I am reminded tonight as we prepare for the next cold blast that I was freaking cold this morning before my ride. I always panic on the first cold weather ride, wondering if I'll pick the right gear for the ride. Will I be too cold/hot during the ride. I'm glad I was prepared this time. Fortunately, I made great choices and I was extremely comfy in the 45-50 degree weather this morning, never overheating and staying cool for the whole ride. There were people around me, on the other hand, that didn't make wise choices though and they paid for it by over dressing and over heating,  or under dressing and shivering for their whole ride. What winter clothing do you have in your inventory, and how do you use your clothing? Lay it all out and look at it and imagine the combinations for various weather conditions. 

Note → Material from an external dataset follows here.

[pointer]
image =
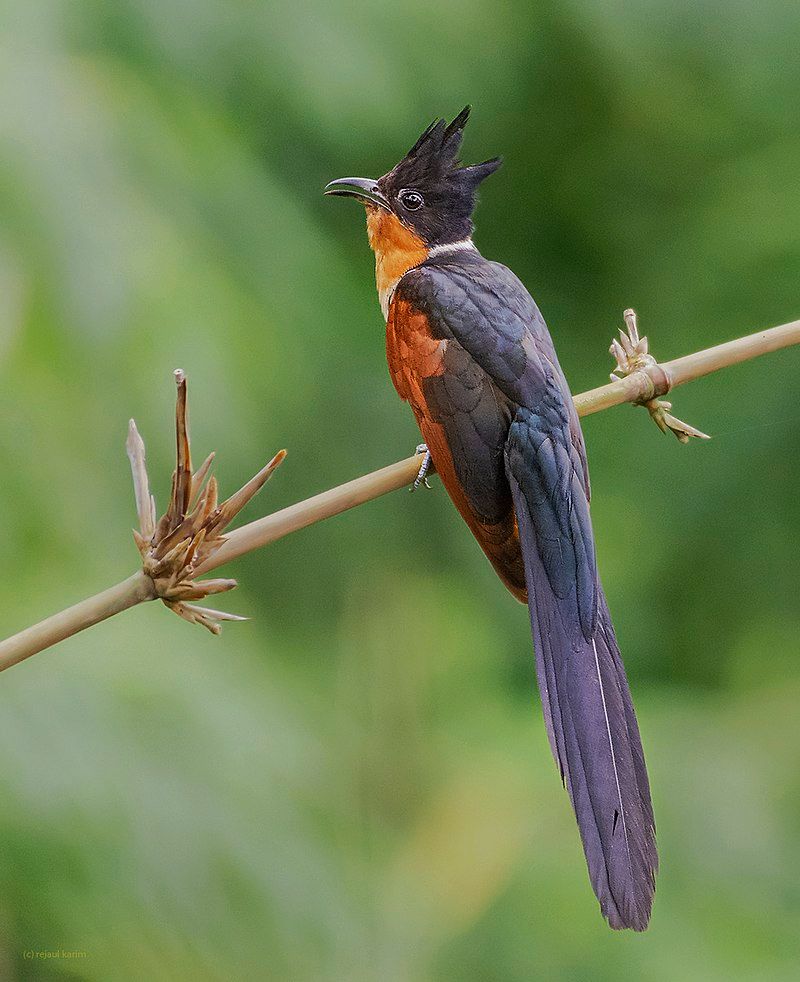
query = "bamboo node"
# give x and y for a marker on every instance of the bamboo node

  1. RULE OF THUMB: Check the weather. What is the temp before you ride and what will it be at the end. Remember that over-dressing can be worse than under-dressing. Overdressing is very easy to do if you aren't aware of the before/during/after temperature variances during your day on the roads. 
  2. WEAR ENOUGH CLOTHING SO THAT YOU START OFF A LITTLE CHILLED. You will warm up quickly during the ride. 
  3. Just like a fellow coach used to say: Cover your knees. His rule of thumb is under 70 cover the knees (Thanks Garth!). This is especially important if your joints tend to stiffen up in cold weather, and if you've had injuries to your knees (i.e. you're old like me). Remember that your knees are always facing forward in to the cold and are the first to take abuse. Protect them. 
  4. Wear gloves - numb finger hurt!

Dress in layers, but you'll have to experiment with your clothing combinations. 

My combo today: 42 degrees and finished at 45 degrees. 

  1. base layer
  2. jersey
  3. arm and leg warmers
  4. shoe covers
  5. full finger/wind blocking gloves
  6. team vest...started in the vest but took it off and gave it to a one of my junior riders. 

I was a little chilled at the beginning of the ride but, warmed up quickly. I stayed cool and didn't sweat. My toes were a little stiff and numb, but they always are. No big surprise there. 

The chart above comes from a post from Richardson Bike Mart and posted on Major Tayor Group - Dallas...Great Stuff!

Base Layer - essential for wicking sweat away from the skin

Jersey - gotta represent!

Head Covering - Especially on the coldest day. Some people use a cycling cap under the helmet. Helmet covers, skull caps, balaclavas, Don't forget your neck!

Gloves and Warmers (leg/knee/arm) - a must in most cool to cold weather. 

Footwear and shoe coverings - Keep those toes from going numb!

Wet wear in case it rains. Nothing worse that wet and cold!

In fact, I'm usually over-prepared. Being a junior team coach, I always pack extra cold weather gear for the kids if they forget something. Bring extra and you may be able to help a friend who isn't prepared, I did today! basics!